What's New in v0.2.4

Single-Binary Distribution

Feature Description
Driver-only mode Only nvcuda.dll (GPU driver) required
Dynamic NVRTC JIT loaded at runtime, optional
No cudart dependency Eliminated CUDA Runtime dependency
Smaller wheel No bundled DLLs
import pygpukit as gp

# Works with just GPU drivers!
print(f"CUDA: {gp.is_cuda_available()}")      # True (if GPU driver installed)
print(f"NVRTC: {gp.is_nvrtc_available()}")    # True (if CUDA Toolkit installed)
print(f"NVRTC Path: {gp.get_nvrtc_path()}")   # Path to NVRTC DLL (if available)

TF32 TensorCore GEMM

Feature Description
PTX mma.sync Direct TensorCore access via inline PTX assembly
cp.async Pipeline Double-buffered async memory transfers
TF32 Precision 19-bit mantissa (vs FP32's 23-bit), ~0.1% per-op error
SM 80+ Required Ampere architecture (RTX 30XX+) required

Performance

Benchmark Comparison (RTX 3090 Ti, 8192×8192)

Library FP32 TF32 Requirements
NumPy (OpenBLAS) ~0.8 TFLOPS CPU only
cuBLAS ~21 TFLOPS ~59 TFLOPS CUDA Toolkit
PyGPUkit 16.7 TFLOPS 29.7 TFLOPS GPU drivers only

Built-in matmul kernels are pre-compiled. Driver-Only and Full (JIT) modes have identical matmul performance. JIT is only needed for custom kernels.
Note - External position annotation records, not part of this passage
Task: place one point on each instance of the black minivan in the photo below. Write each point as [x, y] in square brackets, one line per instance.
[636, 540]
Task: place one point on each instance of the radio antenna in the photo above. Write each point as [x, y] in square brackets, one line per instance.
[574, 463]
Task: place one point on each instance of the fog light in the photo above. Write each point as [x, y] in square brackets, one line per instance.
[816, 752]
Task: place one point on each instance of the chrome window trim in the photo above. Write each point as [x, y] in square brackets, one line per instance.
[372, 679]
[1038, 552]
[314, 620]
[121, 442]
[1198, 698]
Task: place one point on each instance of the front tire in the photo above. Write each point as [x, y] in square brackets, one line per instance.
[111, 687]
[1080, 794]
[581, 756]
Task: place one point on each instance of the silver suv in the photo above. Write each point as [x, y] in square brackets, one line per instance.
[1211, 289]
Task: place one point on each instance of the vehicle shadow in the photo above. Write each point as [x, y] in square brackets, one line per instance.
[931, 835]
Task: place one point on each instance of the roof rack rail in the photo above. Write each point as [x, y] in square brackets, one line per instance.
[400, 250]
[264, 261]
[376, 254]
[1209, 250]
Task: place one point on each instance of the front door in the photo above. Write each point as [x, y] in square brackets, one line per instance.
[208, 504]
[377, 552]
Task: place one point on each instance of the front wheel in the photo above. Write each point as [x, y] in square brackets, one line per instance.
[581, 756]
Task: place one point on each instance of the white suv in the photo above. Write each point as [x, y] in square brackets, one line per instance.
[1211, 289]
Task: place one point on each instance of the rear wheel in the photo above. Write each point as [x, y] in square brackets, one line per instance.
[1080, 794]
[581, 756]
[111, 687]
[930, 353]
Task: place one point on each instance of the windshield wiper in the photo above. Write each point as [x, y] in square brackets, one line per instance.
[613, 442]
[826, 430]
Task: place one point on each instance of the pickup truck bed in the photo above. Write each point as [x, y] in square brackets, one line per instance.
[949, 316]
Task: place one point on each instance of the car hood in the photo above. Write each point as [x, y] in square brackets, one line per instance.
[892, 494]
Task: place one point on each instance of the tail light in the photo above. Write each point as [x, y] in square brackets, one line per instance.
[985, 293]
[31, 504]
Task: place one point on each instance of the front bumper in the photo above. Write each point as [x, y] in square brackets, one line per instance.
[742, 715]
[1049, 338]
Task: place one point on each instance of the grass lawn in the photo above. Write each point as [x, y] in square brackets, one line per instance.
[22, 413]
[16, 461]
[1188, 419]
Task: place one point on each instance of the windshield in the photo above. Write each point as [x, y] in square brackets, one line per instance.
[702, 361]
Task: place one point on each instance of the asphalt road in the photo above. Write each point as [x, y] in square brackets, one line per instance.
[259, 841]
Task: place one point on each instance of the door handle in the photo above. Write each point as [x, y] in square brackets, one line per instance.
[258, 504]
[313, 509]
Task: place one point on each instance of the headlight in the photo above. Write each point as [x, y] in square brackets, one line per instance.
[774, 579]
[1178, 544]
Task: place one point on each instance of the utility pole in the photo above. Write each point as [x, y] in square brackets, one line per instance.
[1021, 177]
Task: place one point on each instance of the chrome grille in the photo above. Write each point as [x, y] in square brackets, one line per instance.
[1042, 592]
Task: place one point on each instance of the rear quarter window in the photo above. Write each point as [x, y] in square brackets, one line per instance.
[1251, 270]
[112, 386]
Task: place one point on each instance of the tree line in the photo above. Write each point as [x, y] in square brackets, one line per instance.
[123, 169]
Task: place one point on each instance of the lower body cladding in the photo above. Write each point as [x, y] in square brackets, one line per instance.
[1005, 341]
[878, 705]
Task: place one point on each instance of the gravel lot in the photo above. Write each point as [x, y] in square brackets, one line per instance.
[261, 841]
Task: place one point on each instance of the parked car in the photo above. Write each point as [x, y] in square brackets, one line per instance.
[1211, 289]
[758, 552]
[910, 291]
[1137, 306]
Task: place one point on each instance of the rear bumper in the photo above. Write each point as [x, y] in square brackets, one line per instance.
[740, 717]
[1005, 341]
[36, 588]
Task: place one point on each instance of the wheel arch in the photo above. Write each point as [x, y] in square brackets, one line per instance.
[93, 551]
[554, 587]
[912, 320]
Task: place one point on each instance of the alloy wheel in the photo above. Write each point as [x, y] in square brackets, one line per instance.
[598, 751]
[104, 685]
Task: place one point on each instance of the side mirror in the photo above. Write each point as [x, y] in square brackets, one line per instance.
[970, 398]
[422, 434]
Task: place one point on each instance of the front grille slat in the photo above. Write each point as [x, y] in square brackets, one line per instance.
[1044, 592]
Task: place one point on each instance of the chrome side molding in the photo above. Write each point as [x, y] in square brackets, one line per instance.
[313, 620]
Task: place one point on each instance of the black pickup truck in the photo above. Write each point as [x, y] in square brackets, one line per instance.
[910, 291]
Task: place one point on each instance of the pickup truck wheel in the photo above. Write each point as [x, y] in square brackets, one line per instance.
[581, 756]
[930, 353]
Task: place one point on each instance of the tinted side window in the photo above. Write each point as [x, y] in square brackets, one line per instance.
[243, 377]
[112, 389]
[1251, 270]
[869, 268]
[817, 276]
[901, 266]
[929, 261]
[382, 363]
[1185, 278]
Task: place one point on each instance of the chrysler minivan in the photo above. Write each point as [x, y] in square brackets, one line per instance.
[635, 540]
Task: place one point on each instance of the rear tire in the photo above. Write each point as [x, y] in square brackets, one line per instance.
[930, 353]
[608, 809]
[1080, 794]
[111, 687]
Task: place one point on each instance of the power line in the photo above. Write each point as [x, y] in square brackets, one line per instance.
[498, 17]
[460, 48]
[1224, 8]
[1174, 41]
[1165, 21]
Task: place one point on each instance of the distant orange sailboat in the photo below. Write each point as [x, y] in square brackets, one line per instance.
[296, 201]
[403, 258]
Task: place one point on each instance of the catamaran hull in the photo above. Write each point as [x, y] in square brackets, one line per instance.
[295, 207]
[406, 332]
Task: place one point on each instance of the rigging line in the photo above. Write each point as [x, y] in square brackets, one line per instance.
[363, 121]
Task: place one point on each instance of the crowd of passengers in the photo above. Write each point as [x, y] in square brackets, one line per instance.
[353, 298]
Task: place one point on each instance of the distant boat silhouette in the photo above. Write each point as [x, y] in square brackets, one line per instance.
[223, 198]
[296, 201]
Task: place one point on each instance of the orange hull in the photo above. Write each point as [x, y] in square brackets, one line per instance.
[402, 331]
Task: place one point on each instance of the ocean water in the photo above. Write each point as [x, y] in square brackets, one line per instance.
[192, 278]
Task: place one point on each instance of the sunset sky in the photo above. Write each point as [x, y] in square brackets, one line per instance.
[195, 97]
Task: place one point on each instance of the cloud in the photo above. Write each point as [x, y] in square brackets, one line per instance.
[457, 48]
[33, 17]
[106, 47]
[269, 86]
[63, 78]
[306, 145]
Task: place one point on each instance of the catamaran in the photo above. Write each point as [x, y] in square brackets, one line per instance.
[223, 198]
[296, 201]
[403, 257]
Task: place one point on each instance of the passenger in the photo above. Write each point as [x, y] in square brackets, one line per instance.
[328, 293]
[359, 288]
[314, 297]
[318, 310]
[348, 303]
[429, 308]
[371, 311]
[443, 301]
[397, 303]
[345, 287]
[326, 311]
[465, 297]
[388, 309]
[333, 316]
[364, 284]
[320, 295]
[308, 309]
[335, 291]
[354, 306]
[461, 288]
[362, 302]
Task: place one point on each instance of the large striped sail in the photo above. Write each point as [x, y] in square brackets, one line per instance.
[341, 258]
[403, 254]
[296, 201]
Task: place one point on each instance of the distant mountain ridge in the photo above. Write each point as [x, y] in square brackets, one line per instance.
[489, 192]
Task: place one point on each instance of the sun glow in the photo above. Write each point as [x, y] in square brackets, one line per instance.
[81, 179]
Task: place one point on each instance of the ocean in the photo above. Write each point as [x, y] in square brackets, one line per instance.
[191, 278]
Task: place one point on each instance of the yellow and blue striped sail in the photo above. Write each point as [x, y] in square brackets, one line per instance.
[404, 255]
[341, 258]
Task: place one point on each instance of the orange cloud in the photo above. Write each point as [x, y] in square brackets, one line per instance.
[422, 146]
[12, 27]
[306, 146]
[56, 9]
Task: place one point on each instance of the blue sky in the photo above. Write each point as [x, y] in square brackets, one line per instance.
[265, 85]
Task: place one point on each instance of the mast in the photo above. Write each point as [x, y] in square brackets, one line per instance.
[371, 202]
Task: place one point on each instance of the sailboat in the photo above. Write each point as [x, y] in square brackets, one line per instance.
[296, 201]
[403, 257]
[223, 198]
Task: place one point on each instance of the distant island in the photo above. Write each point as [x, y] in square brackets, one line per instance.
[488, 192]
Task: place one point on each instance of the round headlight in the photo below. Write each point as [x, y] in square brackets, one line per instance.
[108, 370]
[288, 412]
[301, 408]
PyGPUkit Performance by Matrix Size

Matrix Size FP32 TF32 FP16 BF16
2048×2048 9.6 TFLOPS 13.2 TFLOPS 2.4 TFLOPS 2.4 TFLOPS
4096×4096 14.7 TFLOPS 22.8 TFLOPS 2.4 TFLOPS 2.3 TFLOPS
8192×8192 16.7 TFLOPS 29.7 TFLOPS 2.3 TFLOPS 2.3 TFLOPS

Note: FP16/BF16 matmul uses simple kernels with FP32 accumulation. TensorCore optimization planned for future releases (see Issue #60).


Installation

pip install pygpukit

From source:

git clone https://github.com/m96-chan/PyGPUkit
cd PyGPUkit
pip install -e .

Requirements

  • Python 3.10+
  • NVIDIA GPU with drivers installed
  • Optional: CUDA Toolkit (for JIT compilation of custom kernels)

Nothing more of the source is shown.